The first iterations of the in-game UI were too sparse and lacked structure. It did not provide the player with clear direction, missing a visual path they could follow. After deciding to utilize sentences for the gameplay instead of single words, the UI had to be rethought.
Signs and Cards
The signs were tested multiple times with potential players to ensure their clarity, essentially making sure that the icons communicated to the player how to position their hand to successfully recreate the sign for the camera.
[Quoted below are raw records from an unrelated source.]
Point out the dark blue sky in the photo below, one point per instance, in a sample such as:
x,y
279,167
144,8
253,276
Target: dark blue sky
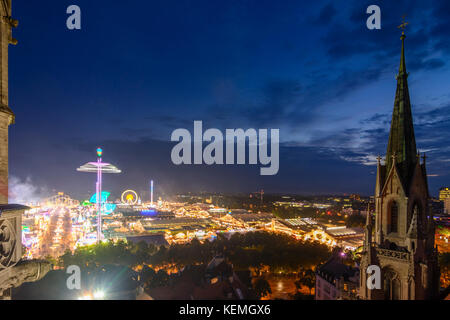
x,y
140,69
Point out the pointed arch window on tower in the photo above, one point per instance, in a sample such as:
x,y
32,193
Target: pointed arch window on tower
x,y
393,217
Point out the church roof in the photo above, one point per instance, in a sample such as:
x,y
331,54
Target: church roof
x,y
402,142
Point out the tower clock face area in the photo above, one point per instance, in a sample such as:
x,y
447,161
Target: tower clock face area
x,y
221,150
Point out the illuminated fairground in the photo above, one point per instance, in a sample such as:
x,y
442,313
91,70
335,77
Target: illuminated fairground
x,y
99,167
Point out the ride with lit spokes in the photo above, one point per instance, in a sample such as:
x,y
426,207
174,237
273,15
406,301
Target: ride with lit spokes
x,y
99,167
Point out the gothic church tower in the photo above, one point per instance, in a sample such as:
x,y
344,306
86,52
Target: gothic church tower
x,y
402,241
6,115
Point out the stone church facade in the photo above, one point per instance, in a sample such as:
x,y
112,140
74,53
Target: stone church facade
x,y
401,241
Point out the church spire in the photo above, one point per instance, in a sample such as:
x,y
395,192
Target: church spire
x,y
402,142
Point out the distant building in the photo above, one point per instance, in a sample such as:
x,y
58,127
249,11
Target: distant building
x,y
215,281
444,193
336,281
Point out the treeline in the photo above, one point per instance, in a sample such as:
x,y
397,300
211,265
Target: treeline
x,y
257,250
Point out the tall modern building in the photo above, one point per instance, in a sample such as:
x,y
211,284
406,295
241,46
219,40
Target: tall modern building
x,y
401,243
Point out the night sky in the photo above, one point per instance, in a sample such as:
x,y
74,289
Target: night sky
x,y
137,70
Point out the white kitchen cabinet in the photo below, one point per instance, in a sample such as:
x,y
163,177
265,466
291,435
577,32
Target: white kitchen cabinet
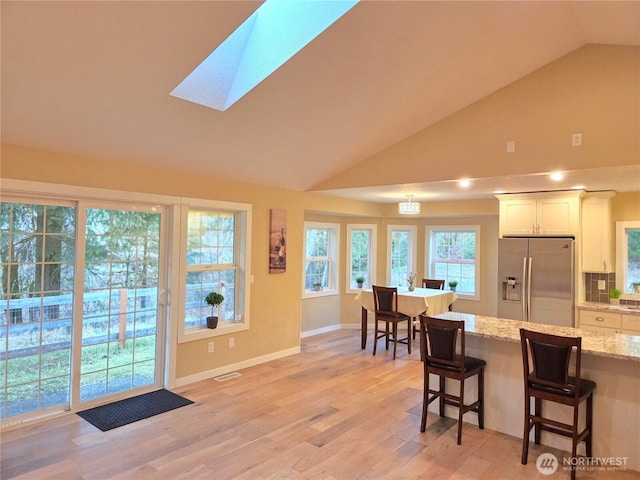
x,y
597,245
545,214
607,321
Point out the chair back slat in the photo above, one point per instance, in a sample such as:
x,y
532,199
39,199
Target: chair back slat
x,y
546,360
385,299
439,342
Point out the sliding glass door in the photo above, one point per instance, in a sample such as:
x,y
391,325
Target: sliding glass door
x,y
82,318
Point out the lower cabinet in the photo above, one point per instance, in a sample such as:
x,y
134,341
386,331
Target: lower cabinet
x,y
598,321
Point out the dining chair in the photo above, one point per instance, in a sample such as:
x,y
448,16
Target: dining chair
x,y
545,360
438,346
428,283
386,310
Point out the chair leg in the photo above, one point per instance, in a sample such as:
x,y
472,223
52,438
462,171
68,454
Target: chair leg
x,y
481,399
538,426
589,425
441,395
525,435
395,338
460,411
425,403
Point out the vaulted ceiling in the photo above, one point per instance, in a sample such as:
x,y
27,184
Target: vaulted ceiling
x,y
93,78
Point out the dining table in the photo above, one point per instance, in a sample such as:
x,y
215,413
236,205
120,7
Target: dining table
x,y
411,303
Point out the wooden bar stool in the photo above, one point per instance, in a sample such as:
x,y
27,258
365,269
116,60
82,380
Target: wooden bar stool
x,y
546,360
438,342
386,310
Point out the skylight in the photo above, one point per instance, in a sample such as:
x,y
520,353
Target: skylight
x,y
273,34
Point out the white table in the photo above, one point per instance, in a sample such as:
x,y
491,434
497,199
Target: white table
x,y
412,304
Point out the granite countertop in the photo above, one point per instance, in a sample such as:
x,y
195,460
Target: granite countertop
x,y
612,345
605,307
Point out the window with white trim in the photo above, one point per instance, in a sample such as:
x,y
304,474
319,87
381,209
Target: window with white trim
x,y
321,250
401,253
453,254
628,258
214,259
361,252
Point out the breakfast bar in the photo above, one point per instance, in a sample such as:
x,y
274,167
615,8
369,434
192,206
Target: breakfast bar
x,y
611,360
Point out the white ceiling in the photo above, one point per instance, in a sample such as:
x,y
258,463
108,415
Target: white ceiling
x,y
93,78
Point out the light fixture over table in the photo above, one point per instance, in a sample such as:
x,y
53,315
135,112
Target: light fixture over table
x,y
409,207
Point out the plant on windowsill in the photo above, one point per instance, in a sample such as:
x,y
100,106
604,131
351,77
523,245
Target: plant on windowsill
x,y
214,299
614,296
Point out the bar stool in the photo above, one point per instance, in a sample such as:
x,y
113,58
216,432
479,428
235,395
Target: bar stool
x,y
438,342
386,310
547,378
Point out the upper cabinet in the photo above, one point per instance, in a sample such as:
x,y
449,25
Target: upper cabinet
x,y
597,244
540,214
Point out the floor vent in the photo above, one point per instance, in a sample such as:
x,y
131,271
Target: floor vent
x,y
227,376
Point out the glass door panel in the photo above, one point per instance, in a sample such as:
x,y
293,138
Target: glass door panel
x,y
120,307
37,244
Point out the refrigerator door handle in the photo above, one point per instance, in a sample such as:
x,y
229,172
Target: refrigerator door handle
x,y
529,289
524,301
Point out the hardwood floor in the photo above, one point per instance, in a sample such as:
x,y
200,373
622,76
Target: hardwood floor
x,y
331,412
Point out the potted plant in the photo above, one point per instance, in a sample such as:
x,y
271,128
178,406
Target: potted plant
x,y
614,296
214,299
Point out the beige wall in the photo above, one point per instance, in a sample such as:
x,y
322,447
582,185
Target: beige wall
x,y
593,90
275,298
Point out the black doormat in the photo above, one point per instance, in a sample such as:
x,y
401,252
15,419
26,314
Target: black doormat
x,y
131,410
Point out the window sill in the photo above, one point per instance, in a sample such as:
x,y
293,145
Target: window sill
x,y
324,293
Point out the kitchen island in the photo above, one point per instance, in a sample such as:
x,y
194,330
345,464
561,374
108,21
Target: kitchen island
x,y
610,360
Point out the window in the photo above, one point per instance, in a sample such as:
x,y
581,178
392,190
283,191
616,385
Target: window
x,y
627,256
401,253
452,253
361,251
214,260
321,258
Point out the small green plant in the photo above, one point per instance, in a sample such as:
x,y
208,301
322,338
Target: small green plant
x,y
214,299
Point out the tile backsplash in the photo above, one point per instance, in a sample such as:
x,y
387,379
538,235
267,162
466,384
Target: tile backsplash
x,y
592,294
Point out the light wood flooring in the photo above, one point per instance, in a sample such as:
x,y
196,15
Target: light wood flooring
x,y
331,412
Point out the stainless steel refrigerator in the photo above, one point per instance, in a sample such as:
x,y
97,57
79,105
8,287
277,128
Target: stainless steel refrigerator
x,y
536,280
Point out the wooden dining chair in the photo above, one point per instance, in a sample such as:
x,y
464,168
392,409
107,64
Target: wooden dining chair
x,y
428,283
545,360
386,310
438,348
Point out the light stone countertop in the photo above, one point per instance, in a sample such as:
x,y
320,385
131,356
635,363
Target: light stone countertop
x,y
611,345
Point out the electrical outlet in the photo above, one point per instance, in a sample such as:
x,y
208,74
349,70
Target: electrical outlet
x,y
576,139
511,146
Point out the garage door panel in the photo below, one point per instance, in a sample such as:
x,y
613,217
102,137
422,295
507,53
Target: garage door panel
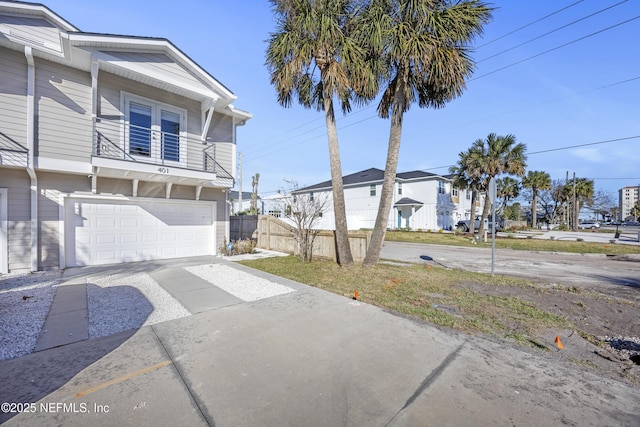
x,y
105,232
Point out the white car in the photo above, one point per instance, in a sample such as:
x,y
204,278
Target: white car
x,y
589,224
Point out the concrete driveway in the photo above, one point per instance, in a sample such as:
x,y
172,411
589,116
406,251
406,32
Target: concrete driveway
x,y
305,358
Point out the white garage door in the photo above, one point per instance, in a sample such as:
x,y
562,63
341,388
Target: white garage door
x,y
107,231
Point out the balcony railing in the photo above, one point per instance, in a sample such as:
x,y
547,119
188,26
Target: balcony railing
x,y
116,140
12,153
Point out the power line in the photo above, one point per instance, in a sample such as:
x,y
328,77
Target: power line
x,y
568,147
552,31
529,24
262,146
555,48
476,78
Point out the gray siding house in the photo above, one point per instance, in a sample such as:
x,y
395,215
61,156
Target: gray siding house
x,y
112,148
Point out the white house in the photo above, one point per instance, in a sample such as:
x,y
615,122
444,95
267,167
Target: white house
x,y
421,201
236,204
112,148
627,198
We also tested the accuracy of the icons with the help of an ASL expert in order to get some feedback to ensure the icons would be just right.
The letters “J” and “Z” were presenting a challenge, as they require motion (as opposed to the other letters, which are still) which our model was not designed for. After consultation with the DALC, we were told that the “still” version (essentially the last state of the movement), would not be offensive, so we moved forward with the changes.
The decision to add sentences to the game meant having to display those sentences on screen, in addition to the active word being played. Trying to display full sentences with the cards and signs would’ve made the UX overwhelming. In order to keep focus on the active word, we decided to display the sentence separately, below the active word (like in karaoke) with an indicator of where the active word above is in the sentence.
Building this project only scratched the surface of what we are capable of doing and the technology that is available. Ultimately, the goal is to expand the model to recognize two hands, as well as movement, to open up the possibility of having a complete sign language tool.
We would like to thank our friends at the DALC for their participation and encouragement. Also, we want to give a shout-out to our Project Manager Christian Bisson and congratulate the entire ASL team for their hard work!